Monday, January 30, 2006

A Drive to Sacramento

I drove to Sacramento to support Clean Money election reform. But that's not the story I want to tell right now.

Riding with me was a man who's been going blind with a hereditary condition since he was six. As a kid, he failed to register the fact that he was supposed to lead a limited life, and went running headlong on country trails with his friends, occasionally slamming into tree branches or later--to his surprise--an actual mature tree. As an adult, he played the game well enough to get a driver's license, and when night blindness crept up on him he would pull over and sleep in his car. He rode a bicycle all over America, and went snow camping solo so he could snow-shoe into the back country.

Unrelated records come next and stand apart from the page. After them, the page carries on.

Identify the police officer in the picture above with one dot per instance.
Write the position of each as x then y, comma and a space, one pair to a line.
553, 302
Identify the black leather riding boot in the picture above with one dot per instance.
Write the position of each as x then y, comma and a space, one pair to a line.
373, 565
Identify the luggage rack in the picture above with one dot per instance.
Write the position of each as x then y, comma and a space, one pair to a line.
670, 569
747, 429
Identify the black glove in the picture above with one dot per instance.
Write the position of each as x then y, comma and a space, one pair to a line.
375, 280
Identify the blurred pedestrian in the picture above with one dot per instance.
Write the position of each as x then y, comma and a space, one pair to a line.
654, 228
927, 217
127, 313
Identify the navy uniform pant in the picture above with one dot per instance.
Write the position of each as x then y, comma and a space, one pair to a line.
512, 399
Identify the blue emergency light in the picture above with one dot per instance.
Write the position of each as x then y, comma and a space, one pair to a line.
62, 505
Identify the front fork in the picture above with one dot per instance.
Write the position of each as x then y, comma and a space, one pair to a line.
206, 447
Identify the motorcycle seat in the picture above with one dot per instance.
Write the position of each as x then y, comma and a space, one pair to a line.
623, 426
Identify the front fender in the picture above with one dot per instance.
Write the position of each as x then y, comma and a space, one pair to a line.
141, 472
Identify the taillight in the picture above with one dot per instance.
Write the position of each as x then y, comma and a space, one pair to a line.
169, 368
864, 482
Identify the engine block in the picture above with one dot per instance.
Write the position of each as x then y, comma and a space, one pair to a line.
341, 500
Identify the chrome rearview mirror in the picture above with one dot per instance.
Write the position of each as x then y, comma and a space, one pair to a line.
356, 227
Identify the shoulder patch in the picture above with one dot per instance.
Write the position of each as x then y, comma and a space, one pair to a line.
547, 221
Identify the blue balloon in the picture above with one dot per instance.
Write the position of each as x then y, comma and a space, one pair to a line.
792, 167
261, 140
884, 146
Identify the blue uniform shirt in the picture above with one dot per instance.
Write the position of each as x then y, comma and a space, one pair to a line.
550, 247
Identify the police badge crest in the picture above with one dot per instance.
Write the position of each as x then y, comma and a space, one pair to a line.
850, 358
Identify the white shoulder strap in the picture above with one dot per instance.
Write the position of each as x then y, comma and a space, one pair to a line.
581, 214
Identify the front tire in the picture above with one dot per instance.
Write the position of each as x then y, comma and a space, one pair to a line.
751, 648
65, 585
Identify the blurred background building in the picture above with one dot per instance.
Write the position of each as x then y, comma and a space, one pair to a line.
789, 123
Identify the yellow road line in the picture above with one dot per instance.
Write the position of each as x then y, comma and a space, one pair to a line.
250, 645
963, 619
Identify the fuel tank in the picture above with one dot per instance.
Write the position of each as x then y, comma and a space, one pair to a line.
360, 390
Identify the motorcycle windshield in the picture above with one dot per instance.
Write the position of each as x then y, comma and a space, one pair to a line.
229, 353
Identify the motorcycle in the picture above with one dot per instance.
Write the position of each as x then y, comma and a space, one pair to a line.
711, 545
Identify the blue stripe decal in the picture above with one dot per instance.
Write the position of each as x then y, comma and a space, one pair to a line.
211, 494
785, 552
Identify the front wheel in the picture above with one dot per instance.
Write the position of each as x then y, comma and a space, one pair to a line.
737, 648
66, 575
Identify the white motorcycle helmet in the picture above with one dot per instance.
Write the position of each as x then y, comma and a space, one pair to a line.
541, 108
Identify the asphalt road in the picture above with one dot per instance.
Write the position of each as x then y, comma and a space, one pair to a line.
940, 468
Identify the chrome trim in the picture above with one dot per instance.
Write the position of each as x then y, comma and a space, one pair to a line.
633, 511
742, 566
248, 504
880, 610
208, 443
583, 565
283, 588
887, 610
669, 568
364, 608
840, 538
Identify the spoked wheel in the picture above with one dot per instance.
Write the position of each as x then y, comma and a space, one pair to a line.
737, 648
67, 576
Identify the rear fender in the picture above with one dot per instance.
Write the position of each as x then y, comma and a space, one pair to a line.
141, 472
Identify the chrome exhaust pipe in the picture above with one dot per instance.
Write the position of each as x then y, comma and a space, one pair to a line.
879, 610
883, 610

"There is nothing," he said, "like being in your tent during a blizzard. It's tremendously exciting." Gabe did whitewater kayaking until he slammed into enough objects that he knew it was time to quit. He backpacked all over the Sierra both alone and with his ladylove, and developed a sense of the trail that serves him even today.

Gabe learned early on (he was six when he knew he would eventually go blind) that the only way to avoid becoming helplessly dependent was to charge through life without fear. His headlong approach has resulted in many lacerations, a broken nose, a split scalp, and a somersault over a high sierra boulder and subsequent tumble down a mountainside.

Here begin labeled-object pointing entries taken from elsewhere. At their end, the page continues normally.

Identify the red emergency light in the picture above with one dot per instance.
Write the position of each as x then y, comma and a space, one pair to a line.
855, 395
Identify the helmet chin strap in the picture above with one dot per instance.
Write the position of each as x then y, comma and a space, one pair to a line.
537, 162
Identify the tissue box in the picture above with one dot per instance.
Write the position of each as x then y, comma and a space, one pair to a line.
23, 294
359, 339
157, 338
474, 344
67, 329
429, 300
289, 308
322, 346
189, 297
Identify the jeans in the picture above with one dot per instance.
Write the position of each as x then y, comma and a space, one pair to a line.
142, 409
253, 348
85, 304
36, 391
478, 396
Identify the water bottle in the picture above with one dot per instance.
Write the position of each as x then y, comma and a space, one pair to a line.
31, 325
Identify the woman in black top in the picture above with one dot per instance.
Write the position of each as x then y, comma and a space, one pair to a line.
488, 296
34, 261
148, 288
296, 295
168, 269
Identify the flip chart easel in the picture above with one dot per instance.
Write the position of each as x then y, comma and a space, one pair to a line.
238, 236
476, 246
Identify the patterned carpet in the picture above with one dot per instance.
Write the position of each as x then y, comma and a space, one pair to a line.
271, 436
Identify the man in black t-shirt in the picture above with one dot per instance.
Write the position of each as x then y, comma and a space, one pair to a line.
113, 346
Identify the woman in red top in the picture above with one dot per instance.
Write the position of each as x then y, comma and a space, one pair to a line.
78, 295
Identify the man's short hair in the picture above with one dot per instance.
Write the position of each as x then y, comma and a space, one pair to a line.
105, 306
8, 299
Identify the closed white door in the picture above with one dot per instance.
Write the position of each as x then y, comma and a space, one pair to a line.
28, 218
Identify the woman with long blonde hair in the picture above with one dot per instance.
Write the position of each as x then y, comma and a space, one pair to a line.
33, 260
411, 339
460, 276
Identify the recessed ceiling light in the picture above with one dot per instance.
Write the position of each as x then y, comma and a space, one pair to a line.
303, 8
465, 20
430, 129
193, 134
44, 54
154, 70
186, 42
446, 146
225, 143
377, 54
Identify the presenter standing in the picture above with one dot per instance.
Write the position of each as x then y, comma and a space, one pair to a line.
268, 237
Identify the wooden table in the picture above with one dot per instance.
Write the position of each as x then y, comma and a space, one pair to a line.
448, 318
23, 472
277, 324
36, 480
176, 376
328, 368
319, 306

He worked as an auto mechanic and electrician and was so good that supervisors looked the other way when he needed to get help distinguishing the colors of different wires.

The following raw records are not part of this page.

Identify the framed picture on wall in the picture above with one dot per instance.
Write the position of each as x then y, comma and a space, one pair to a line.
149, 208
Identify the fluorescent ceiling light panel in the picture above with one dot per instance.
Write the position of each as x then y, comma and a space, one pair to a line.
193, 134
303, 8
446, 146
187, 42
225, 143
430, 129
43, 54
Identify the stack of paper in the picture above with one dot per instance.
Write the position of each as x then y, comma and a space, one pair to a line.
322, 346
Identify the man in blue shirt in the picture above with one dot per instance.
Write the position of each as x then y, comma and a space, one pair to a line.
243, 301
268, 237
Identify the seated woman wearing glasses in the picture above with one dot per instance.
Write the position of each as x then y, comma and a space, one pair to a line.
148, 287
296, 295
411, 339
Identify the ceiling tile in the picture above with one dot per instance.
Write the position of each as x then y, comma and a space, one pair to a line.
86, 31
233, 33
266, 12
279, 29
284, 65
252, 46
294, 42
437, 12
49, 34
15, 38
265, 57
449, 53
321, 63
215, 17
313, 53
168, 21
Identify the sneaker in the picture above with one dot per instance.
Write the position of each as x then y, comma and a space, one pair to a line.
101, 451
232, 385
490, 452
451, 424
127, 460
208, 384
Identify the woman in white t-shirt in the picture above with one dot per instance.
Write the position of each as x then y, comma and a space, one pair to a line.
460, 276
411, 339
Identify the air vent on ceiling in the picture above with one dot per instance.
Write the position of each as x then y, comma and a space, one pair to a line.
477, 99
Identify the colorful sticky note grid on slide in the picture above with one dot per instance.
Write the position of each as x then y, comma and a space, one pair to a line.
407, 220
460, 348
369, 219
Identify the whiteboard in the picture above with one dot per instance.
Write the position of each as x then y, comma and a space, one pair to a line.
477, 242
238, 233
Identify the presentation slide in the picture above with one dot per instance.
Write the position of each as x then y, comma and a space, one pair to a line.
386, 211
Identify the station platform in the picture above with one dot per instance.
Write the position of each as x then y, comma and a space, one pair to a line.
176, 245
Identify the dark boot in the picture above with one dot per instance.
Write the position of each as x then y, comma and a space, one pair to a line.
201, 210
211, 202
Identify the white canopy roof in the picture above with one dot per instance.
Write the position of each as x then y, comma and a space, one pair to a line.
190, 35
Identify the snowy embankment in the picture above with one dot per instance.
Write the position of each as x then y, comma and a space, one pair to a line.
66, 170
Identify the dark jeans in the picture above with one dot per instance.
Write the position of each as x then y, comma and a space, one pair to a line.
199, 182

Along the way he made bad marriages, got drunk a lot and then got sober for good.

Gabe no longer drives or kayaks. He still strides around his town, preferring to walk late at night whenkthe streets are deserted, so he can walk down the middle of the street.

Doesn't he get disoriented?

"There's a seam in the middle of most streets. Besides, most streets are slightly higher in the middle than on the sides." The sidewalks, he said, are full of obstacles: garbage cans, mailboxes, lampposts, cars. Inevitably, walking the sidewalk, you run into things.

He still runs into things a lot.

His days are filled with political activism--he's passionate about electoral reform--and caring for his grandson Cody.

"I didn't really want grandchildren," he said. And then fell in love with Cody.

Cody's mother is out of the picture and Cody's dad has to work. So Gabe took up the role of caring for him, educating him and turning him into "one of life's winners." Cody is five years old.